Fluorescent Aromatic Polyether Sulfones: Processable, Scalable, Efficient, and Stable Polymer Emitters and Their Single-Layer Polymer Light-Emitting Diodes.

Abstract

In this study, fully aromatic polyether sulfones were developed, bearing blue, yellow, and orange-red π-conjugated semiconducting units. Carbazole-, anthracene-, and benzothiadiazole-based fluorophores are copolymerized with a diphenylsulfone moiety. A diphenylpyridine comonomer was additionally utilized, acting as both a solubilizing unit and a weak blue fluorescent group.

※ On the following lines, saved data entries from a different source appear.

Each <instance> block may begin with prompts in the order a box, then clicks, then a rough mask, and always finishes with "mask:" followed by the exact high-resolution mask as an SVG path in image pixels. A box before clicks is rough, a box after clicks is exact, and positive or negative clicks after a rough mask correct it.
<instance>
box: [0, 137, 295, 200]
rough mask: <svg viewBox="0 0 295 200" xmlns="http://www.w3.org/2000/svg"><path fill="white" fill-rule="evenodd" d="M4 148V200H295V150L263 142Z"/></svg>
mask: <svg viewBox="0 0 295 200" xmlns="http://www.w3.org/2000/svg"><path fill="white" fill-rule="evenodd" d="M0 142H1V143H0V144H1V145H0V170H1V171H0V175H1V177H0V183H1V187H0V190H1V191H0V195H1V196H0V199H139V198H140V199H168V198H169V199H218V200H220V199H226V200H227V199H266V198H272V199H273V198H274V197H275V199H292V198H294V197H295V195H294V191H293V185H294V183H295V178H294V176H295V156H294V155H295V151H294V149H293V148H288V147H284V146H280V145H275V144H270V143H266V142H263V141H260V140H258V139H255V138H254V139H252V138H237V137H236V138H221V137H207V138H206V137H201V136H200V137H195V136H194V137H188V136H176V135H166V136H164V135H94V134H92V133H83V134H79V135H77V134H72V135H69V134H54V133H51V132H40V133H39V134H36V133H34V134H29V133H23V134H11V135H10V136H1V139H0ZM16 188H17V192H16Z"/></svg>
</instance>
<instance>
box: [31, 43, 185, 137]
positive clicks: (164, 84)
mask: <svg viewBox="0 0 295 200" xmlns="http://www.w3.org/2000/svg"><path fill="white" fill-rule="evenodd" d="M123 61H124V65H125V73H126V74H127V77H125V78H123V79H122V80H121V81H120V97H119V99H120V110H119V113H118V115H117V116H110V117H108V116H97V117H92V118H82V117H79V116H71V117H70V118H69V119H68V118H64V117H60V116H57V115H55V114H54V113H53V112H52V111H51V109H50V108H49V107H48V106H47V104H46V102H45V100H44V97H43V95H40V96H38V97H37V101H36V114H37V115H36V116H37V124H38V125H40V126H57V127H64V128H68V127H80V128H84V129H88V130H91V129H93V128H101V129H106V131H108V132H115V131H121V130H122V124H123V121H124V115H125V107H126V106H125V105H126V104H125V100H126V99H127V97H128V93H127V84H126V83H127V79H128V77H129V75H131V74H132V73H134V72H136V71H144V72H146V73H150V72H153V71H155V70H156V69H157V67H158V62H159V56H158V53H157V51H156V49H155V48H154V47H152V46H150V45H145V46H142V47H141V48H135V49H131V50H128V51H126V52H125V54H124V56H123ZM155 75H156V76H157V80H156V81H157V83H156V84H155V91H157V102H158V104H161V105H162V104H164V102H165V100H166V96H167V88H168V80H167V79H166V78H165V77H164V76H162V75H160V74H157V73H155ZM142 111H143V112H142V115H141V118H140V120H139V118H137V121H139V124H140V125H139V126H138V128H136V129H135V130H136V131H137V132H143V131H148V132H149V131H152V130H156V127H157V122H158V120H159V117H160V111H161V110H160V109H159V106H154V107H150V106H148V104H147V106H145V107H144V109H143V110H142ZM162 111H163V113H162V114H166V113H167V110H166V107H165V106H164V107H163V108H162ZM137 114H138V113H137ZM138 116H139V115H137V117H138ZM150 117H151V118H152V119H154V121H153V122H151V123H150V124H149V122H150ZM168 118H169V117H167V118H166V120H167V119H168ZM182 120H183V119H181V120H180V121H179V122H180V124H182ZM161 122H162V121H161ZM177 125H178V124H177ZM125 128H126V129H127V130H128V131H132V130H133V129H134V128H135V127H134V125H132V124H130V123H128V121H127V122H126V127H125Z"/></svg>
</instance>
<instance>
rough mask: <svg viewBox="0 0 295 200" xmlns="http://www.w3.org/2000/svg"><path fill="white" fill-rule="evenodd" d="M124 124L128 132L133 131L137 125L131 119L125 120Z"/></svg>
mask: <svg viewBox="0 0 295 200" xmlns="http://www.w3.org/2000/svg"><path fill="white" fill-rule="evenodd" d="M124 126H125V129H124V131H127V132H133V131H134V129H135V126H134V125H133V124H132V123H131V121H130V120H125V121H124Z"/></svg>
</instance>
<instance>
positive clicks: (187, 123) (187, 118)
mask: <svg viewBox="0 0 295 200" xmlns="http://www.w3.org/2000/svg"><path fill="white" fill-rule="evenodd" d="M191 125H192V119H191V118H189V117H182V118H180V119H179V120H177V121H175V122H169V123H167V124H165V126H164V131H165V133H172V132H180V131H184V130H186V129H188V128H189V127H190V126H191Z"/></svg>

Using this rationale, fluorescent polyarylethers with high molecular weights, up to 70 kDa, were developed, showing film formation ability and high thermal stability, while preserving excellent solubility in common organic, nonvolatile, and nonchlorinated solvents. Fine-tuning of the emission color was achieved through subtle changes of the comonomers' type and ratio. Single-chromophore-bearing copolymers emitted in the blue or the yellow region of the visible spectrum, while the dual-chromophore-bearing terpolymers emitted throughout the visible spectrum, resulting in white light emission. Solutions of 20 wt% in polar aprotic solvents at ambient conditions allowed the deposition of fluorescent copolyethers and printing from non-chlorinated solvents. All polyethers were evaluated for their structural and optoelectronic properties, and selected copolymers were successfully used in the emitting layer (EML) of organic light-emitting diode (OLED) devices, using either rigid or flexible substrates. Remarkable color stability was displayed in all cases for up to 15 V of bias voltage. The Commission Internationale de L'Eclairage (CIE) of the fabricated devices is located in the blue (0.16, 0.16), yellow (0.44, 0.50), or white region of the visible spectrum (0.33, 0.38) with minimal changes according to the ratio of the comonomers. The versatile methodology toward semiconducting polyethersulfones for polymer light-emitting diodes (PLEDs) developed herein led to the scaled-up production of luminescent polymers of up to 25 g of high-molecular-weight single batches, demonstrating the effectiveness of this approach as a straightforward tool to facilitate the synthesis of flexible and printable EMLs for large-area PLED coverage.